Karvhael could still make out these people through the lucid visionscape induced by the consumption potion he’d drank hours ago. The minstrel looked swarthy, his face’s rotund features and their sweat gleamed against the changing kaleidoscopic lights of the ballroom. Green— bright green upon yellowing hues turning to a bright orange and then bright pink, bleeding into a deep red. 

Amidst the swaths of washing colors, young men stood with their eyes dancing over drinking cups they brought to their lips, coolly viewing the ballroom and its delights. 

At the center of the room, vivacious young girls danced together in slim-fitting, loosely flowing robes. Their eyes were alight with mirth and ecstasy, illuminated by the glowing and changing colors of the room. 

Long flowing hair and many limber limbs bounced, jiggled and danced in many other ways across the floor and around their own faces. 

The limbs were of smooth youthful skin, flashing the bright reflecting colors. The girls’ curves were highlighted in the crevices and bumps of their narrow robes and dresses. 

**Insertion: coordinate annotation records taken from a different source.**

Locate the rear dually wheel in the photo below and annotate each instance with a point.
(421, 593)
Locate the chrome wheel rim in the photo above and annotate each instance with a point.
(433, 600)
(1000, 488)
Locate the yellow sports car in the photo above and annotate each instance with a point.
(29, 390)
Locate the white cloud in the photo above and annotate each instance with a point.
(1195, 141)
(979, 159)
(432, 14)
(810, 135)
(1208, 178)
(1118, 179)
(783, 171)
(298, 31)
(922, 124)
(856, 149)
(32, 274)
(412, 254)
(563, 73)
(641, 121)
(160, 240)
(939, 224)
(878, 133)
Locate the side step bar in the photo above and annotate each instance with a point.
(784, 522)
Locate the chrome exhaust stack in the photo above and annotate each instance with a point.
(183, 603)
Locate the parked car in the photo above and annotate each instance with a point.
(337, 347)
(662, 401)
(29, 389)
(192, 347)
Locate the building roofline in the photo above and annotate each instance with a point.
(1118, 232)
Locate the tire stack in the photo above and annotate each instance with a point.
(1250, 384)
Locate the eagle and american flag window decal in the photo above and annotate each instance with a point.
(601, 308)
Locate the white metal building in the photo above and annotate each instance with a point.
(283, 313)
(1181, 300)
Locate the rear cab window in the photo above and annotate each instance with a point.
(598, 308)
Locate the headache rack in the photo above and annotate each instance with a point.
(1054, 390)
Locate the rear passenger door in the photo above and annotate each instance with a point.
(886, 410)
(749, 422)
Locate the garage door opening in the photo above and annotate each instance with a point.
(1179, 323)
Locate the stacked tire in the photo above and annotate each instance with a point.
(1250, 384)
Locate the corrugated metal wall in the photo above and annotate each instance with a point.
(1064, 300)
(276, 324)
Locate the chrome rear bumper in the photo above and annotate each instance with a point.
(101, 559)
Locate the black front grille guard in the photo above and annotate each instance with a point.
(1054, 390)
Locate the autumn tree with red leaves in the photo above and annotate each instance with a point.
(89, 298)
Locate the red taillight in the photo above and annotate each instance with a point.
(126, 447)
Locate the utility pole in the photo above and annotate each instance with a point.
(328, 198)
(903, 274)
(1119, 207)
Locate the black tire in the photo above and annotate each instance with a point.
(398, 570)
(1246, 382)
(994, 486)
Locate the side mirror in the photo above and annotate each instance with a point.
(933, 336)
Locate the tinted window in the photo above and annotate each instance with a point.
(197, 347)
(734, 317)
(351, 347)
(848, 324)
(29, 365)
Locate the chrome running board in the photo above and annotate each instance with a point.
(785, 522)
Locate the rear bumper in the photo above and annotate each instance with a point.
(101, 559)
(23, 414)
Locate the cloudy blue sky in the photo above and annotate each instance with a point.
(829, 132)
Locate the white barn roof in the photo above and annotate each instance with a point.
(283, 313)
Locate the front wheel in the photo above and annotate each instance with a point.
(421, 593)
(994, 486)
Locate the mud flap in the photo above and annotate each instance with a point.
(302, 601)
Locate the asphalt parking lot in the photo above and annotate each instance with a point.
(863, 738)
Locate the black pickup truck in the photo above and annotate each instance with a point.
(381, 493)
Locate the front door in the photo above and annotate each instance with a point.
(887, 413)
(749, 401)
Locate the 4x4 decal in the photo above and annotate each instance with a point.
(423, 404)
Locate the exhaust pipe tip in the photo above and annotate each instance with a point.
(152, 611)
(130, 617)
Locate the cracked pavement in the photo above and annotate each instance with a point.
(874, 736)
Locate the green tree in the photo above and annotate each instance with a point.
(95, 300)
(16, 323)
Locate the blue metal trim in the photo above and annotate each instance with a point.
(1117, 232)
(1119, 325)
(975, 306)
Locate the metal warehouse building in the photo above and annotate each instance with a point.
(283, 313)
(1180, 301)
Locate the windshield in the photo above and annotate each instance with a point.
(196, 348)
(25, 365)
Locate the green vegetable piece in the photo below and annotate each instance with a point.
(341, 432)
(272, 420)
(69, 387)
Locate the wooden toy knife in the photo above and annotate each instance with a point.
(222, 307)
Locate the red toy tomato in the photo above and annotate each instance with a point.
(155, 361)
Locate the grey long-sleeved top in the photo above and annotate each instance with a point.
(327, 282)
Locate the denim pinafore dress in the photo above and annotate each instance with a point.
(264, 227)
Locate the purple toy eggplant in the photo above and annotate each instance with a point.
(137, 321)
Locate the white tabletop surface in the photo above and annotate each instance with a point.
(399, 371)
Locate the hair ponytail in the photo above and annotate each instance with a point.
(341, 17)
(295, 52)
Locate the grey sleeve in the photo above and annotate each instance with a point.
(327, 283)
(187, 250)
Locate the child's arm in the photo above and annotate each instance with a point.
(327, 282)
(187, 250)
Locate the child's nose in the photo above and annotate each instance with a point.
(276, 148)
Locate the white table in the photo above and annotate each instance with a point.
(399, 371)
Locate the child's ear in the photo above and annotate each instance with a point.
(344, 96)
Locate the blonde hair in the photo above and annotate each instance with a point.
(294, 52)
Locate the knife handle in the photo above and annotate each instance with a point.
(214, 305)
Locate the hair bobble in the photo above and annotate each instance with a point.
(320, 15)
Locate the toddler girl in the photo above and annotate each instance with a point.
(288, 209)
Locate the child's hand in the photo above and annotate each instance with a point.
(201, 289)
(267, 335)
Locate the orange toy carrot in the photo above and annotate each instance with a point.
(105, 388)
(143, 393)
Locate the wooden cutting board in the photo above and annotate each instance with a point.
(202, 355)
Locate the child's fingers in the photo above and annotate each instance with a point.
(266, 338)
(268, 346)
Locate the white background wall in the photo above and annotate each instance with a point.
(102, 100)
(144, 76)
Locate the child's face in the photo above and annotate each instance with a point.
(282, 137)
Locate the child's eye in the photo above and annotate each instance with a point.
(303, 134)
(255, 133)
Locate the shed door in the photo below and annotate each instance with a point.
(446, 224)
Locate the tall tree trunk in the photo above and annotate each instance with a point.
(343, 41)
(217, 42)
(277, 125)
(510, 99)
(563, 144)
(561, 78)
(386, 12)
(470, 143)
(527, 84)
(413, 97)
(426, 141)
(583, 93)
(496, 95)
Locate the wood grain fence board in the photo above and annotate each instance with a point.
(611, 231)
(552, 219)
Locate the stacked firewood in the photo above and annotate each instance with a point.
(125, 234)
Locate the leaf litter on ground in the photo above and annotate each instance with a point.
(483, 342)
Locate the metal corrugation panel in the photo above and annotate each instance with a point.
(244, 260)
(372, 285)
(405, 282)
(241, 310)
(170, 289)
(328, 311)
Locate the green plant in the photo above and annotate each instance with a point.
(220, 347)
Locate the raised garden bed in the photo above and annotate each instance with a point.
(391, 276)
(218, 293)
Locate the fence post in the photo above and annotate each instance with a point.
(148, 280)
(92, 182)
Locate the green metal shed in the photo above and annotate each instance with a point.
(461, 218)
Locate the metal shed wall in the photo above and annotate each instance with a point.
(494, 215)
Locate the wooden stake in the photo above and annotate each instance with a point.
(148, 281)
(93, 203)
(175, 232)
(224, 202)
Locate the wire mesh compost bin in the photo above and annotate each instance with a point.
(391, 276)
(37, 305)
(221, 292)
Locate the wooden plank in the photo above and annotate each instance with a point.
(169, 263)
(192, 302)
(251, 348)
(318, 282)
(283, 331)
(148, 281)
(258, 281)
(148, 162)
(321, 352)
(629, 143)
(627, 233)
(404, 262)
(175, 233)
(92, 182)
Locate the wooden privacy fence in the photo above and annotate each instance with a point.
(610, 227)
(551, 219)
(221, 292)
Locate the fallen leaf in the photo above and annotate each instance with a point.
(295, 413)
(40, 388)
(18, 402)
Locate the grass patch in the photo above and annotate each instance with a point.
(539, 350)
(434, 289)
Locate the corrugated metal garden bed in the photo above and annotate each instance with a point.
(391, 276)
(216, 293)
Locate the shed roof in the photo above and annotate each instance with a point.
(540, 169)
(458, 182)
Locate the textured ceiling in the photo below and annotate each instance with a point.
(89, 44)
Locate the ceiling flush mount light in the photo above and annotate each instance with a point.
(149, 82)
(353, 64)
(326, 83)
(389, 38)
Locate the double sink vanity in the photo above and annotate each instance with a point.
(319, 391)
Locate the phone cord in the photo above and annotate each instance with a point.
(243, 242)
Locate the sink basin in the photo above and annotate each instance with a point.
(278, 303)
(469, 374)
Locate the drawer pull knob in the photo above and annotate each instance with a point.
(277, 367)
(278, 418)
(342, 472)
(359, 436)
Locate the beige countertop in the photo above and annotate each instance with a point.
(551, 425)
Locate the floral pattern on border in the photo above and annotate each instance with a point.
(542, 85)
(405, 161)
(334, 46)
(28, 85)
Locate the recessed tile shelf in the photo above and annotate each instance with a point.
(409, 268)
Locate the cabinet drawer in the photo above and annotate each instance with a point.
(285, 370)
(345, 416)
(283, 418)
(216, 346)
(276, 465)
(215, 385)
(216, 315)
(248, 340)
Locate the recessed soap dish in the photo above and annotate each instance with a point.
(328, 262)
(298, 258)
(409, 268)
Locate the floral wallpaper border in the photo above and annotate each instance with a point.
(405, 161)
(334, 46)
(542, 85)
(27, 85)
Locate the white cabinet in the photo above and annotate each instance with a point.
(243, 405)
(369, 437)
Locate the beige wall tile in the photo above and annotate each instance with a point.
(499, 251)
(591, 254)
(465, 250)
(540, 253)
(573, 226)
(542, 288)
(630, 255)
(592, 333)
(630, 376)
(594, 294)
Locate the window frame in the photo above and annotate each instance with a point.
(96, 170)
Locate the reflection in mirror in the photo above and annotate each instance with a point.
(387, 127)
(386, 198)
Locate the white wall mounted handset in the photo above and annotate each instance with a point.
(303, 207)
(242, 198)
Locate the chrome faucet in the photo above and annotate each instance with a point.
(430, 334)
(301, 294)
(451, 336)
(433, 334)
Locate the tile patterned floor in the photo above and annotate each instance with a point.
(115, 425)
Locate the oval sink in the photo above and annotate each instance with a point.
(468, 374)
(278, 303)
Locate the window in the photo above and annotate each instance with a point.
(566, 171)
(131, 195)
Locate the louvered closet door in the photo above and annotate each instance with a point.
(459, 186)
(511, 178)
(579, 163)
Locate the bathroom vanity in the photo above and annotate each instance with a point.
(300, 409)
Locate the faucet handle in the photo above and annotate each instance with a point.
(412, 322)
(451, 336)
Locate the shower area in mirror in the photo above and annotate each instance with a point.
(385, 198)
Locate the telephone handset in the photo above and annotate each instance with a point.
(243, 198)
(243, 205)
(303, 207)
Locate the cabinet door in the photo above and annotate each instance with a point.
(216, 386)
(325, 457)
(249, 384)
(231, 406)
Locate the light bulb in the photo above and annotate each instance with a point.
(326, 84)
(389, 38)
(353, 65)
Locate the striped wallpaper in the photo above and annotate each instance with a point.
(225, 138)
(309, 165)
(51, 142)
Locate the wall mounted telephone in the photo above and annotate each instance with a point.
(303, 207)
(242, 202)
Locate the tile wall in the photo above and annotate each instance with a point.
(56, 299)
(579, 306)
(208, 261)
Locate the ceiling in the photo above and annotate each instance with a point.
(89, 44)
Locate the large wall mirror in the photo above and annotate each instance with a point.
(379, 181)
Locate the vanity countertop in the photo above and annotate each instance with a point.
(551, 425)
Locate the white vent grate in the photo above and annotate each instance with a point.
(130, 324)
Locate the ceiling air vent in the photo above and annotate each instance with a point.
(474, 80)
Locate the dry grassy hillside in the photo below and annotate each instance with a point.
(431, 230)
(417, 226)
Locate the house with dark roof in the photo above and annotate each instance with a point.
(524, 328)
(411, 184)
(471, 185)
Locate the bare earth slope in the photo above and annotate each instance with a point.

“What a pity,” thought Karvhael. “What a pity, here, tonight. What a pity that these lovely souls have to face slaughter.”

Karvhael’s conscious burned with the flaming sadness of his own inability to correct the course of events waiting outside in the darkness of night. The flames grew brighter and brighter, becoming pangs that pressed on his chest from within. 

The world, however small, or however large had been teetering on the cataclysm of this very night. 

The dancing was already underway. The Bloody Red Mystics were on their way.

Debauchery and warning. Pleasure or fear. Karvhael had found himself caught in the delights of the siesta. His focus teetered between the pleasure of his experience and the looming fear that he knew awaited them. 

 The room expanded so far that the sky began to enlarge. If Karvhael didn’t start moving his body faster, he would then feel like the ceiling was pressing in upon himself. 

It was already happening. 

Karvhael sputtered, feeling like too little and too much air was filling his lungs at once. 

He heaved forward, feeling his panting press up from his chest to his face which felt like it was constricting. 

Karvhael pushed himself back, lying against the wall. He leaned to the right, grabbing at darkly painted pots and pans with gold linings. His hand touched moist food and drink. Hot and cold. Yellow, steaming, brown. His face fell forward, enveloping in watery mush. Blackness seeped forth. He saw nothing and he blacked out.